Claiming that, somehow, thousands of independent newspapers with tens of thousands of writers and editors, challenging governments and investigating corruption and lies is similar in any way to a digital dictatorship that controls every word or image through its algorithms, and has as its only goal to maximize private profits, is an outrage – and yet this point has only been hinted at in even the most critical coverage.

Express Ourselves at Scale? Really? As long as His Algorithm deems it in Facebook’s Monetary Interest

Mentioning the “traditional gatekeepers” blocking voices, as if his private, for-profit platform has no gate and makes no decision in which voices are heard and by whom is a lie, told in plain sight, so enormous it is shocking.

Except, as he clearly hopes, on hearing vague pronouncements about a fantasy world, most will just switch focus, away from the real way his digital empire functions to some kind of vague discussion of “free speech”. And, in the case of political advertising, speech that he collects millions of dollars to promote and propagate, with no thought of actual free speech that will be drowned out and silenced by his dictatorial decision.

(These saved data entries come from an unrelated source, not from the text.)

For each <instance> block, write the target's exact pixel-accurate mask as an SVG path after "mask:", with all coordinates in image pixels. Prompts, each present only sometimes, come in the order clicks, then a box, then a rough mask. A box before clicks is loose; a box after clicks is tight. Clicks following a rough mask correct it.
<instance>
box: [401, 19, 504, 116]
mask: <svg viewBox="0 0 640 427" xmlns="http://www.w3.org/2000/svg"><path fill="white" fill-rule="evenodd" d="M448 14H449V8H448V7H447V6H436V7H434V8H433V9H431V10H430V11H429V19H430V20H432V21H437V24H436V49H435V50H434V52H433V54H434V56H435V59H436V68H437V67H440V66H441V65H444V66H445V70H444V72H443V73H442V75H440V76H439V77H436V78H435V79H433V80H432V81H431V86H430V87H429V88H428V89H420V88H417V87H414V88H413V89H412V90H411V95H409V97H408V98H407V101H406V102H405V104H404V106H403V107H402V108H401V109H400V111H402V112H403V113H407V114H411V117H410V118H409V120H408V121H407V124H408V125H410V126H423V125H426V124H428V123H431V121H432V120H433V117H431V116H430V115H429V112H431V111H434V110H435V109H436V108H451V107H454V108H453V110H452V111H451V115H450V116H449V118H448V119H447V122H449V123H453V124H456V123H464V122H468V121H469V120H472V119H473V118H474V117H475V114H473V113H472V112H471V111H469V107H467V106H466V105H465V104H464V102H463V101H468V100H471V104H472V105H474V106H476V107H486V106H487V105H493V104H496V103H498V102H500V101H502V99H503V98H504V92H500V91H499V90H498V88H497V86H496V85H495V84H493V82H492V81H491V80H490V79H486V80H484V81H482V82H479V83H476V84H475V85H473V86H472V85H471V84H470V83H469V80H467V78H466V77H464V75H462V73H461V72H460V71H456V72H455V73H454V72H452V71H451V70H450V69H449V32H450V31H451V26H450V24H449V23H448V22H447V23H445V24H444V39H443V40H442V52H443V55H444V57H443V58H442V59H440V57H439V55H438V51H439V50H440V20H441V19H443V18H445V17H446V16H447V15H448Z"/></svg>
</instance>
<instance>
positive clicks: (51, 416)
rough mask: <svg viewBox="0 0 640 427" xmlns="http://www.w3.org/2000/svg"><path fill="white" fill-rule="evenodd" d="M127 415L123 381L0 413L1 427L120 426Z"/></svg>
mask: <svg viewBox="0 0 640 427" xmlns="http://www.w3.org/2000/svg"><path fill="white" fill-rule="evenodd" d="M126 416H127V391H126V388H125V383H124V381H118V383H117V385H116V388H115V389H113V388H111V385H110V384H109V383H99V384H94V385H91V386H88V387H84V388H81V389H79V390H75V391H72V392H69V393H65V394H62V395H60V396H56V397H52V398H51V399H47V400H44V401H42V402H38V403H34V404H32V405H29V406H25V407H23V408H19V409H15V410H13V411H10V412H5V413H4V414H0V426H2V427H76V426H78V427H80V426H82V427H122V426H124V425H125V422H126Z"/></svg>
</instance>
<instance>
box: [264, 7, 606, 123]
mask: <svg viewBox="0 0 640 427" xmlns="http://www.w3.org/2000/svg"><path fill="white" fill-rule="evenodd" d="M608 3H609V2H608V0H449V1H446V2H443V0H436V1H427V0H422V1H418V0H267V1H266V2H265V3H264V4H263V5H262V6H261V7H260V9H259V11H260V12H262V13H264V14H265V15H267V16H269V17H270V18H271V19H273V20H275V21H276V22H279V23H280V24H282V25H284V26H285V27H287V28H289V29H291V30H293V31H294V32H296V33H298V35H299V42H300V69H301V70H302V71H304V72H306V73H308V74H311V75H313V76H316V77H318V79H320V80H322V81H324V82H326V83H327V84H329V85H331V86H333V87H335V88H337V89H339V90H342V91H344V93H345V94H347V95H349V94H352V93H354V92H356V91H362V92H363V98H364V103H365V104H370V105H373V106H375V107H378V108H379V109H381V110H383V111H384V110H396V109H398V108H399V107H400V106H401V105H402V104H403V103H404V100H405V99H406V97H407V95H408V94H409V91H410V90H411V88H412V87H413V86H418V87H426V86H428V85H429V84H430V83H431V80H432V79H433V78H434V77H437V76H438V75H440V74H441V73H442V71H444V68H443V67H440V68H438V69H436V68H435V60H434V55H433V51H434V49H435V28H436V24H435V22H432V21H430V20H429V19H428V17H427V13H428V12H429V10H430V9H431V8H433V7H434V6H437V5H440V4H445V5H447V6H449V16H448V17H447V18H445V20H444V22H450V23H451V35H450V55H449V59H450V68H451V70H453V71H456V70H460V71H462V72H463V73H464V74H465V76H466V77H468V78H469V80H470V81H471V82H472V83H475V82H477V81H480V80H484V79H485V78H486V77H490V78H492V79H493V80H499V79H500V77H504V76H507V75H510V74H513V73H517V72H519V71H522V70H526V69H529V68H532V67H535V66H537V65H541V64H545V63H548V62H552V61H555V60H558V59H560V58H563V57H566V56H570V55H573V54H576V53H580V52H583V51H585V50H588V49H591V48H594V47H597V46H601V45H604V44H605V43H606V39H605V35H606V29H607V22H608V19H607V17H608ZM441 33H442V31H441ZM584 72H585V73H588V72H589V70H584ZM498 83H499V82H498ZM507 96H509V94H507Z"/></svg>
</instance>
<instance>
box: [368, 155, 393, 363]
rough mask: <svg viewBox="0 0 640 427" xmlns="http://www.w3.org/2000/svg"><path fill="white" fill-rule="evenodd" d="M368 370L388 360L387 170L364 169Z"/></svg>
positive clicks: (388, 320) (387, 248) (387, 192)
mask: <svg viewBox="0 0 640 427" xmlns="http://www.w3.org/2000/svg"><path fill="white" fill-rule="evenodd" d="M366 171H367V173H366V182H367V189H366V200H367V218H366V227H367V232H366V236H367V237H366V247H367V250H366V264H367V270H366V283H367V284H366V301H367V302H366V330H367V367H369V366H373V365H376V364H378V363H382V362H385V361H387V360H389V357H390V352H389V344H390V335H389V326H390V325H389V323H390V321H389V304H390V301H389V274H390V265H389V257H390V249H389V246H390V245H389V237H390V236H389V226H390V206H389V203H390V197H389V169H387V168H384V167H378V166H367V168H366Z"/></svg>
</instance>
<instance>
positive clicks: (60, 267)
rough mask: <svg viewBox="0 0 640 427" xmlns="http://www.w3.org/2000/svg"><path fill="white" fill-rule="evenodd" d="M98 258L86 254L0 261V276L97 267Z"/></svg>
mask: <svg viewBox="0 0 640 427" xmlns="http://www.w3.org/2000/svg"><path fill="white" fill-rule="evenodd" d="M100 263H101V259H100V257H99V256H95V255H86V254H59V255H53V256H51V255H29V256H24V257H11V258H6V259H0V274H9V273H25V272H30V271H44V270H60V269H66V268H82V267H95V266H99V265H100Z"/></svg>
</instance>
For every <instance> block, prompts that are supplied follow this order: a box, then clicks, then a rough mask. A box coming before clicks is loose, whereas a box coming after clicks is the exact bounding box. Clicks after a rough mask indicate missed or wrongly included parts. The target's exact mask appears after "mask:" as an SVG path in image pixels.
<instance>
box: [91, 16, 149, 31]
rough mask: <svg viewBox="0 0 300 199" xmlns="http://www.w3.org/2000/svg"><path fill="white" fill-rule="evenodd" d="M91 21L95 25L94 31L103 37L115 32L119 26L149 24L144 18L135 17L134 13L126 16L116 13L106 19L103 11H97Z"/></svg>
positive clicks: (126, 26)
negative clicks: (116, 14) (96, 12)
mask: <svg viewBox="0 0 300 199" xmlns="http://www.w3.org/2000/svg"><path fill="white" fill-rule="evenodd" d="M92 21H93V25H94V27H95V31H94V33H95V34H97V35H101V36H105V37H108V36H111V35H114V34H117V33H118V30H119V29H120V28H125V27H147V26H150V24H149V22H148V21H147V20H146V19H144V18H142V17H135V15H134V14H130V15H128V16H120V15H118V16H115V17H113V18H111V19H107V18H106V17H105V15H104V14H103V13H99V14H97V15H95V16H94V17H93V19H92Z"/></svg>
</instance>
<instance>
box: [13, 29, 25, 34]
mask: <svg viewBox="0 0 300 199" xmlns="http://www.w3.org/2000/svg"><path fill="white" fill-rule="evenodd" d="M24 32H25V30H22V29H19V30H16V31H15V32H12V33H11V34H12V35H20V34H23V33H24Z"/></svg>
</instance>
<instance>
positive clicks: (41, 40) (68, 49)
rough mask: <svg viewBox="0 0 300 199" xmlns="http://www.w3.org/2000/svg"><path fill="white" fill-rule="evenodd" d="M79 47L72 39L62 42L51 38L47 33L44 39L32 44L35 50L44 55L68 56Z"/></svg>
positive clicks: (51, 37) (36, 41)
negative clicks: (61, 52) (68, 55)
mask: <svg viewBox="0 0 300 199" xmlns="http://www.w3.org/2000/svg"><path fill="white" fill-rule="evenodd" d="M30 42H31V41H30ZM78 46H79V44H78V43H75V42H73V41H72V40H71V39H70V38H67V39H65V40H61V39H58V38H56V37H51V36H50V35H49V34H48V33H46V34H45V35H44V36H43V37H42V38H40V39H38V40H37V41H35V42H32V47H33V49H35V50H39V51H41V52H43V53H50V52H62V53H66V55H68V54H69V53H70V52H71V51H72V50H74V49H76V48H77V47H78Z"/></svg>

That’s the real gatekeeper at work.

Talking about “free speech” as having any role whatsoever on a platform where exposure is controlled 100% by the same network’s private corporate ownership is worse than any Jospeh Goebbles propaganda the Nazi’s ever came up with and is an Orwellian nightmare come to life.

Since Zuckerberg’s speech was clearly designed to confuse and cover up this simple, obvious fact, using Trump style repetition of simple irrelevant lies to influence people to abandon the more complex truths, the underlying truth bears repeating.

Yelling “fire” in a Crowded Theater is of no use if the Crowd can be digitally disappeared at any time

Claiming that “censorship” of “free speech” is not appropriate for a platform that controls who sees and hears that content 100% at all times has to stand as the criminal obfuscation of the century.

As misleading propaganda it is brilliant in its stupidity. To imply that any speech at any time is “free” on a platform that controls access by each and every user at all times is ludicrous at best and vile propaganda at worst.

Have millions of dollars to spend to ensure that your lies are seen by millions? No problem. Have inflammatory disgusting views to share? Sure, the algorithms love anything that increases “engagement”.

On the other hand, as members of the actual 4th Estate found out during the “Great Purge” of 2018, if Zuckerberg & Co decide that you should not be seen for any reason, usually a reason that pertains to increasing profits for Facebook, then you are disappeared, Pinochet style, and can forget about your “free speech” being heard or seen ever again.

Nice way to build a “5th Estate “ to protect us from “traditional gatekeepers”.

Algorithmic Crimes are the Real Story, bigger and worse than Traditional Antitrust Violations

Just mention the word “algorithm” and we all tend to get glossy-eyed and begin to lose interest.

Never mind that the results of your Google search are controlled by algorithms that “decide” what you should be allowed to see or not, while what you may buy is controlled by the private, infinitely biased algorithm employed by Amazon, whose only goal is to increase its own profits at your expense. And then there’s Facebook.

A master of dystopian science fiction would be hard pressed to envision a more sinister, hellish world than the one we already inhabit, where what you think, what you think you “know”, what you believe and what you consume are all controlled by what are essentially robot brains, owned and controlled by evil private corporations with trillion dollar market caps.

And Mr. Zuckerberg has the nerve to talk about “Free Speech” on Facebook? In the words of Greta Thunberg “How dare you!”, and as in the struggle against the powers that profit from the accelerated extinction of future generations, it’s time to end the Algorithmic Dictatorships and, via the real Fourth Estate and free the billions that are, as yet, unknowingly victimized, by whatever means necessary.